Section 3 outlines the SDN architecture and IoT network topology utilized to simulate various network scenarios to establish the technical context. The basic techniques guiding the formulation of the proposed DOE-GAN-SA framework are introduced in
Section 4, and the proposed DOE-GAN-SA framework is detailed in
Section 5, highlighting its components and functionalities.
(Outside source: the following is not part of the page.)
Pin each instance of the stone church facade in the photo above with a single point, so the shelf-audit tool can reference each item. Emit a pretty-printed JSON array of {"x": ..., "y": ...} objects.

Section 6 describes the experimental setup, presents the results, and discusses the findings, offering insights into DOE-GAN-SA’s performance, scope, and recommended approach for its practical adoption. Finally,
Section 7 provides the concluding remarks, summarizing the key contributions and potential directions for future work.
2. Related Work
SDN is a widely used approach for scaling heterogeneous IoT deployments, primarily due to its decoupling of control and data planes. However, much of the existing research in this area still relies heavily on heuristic-based parameter tuning, often overlooking the importance of feedback mechanisms that link anomaly detection with flow-rule adaptation [
55]. Early contributions, such as [
8], demonstrated the feasibility of SDN for vehicular IoT infrastructures via the multipurpose infrastructure for network applications (MINA)-SDN controller, yet their study did not address the critical constraints related to sensor energy consumption and embedded security mechanisms. Subsequent works, including the survey by [
56], emphasized the necessity of slice isolation and controller scalability in supporting large-scale IoT deployments. Similarly, Ref. [
5] introduced software-defined APIs designed for smart city infrastructures to enable the shared use of gateways and cloud services, accompanied by some quantitative analysis using a case study. More recently, Ref. [
6] showcased a multilevel architecture that effectively reduced packet loss in smart home networks; however, several challenges persist. Further highlighting these challenges, a comprehensive meta-analysis, conducted by [
7] and spanning over 160 studies, identified microservice-based controllers, flow table compression techniques, and energy-efficient routing as pivotal components in the secure deployment of SDN-reliant IoT systems for smart communities. Collectively, these studies highlight the importance of programmability and slice isolation, among other design strategies, in supporting the development of secure and scalable IoT infrastructures. Nonetheless, none of the reviewed approaches adequately addresses data-scarce SA or integrates ADC mechanisms directly within SDN architectures, an evident gap that the DOE-GAN-SA framework proposed in this work seeks to bridge.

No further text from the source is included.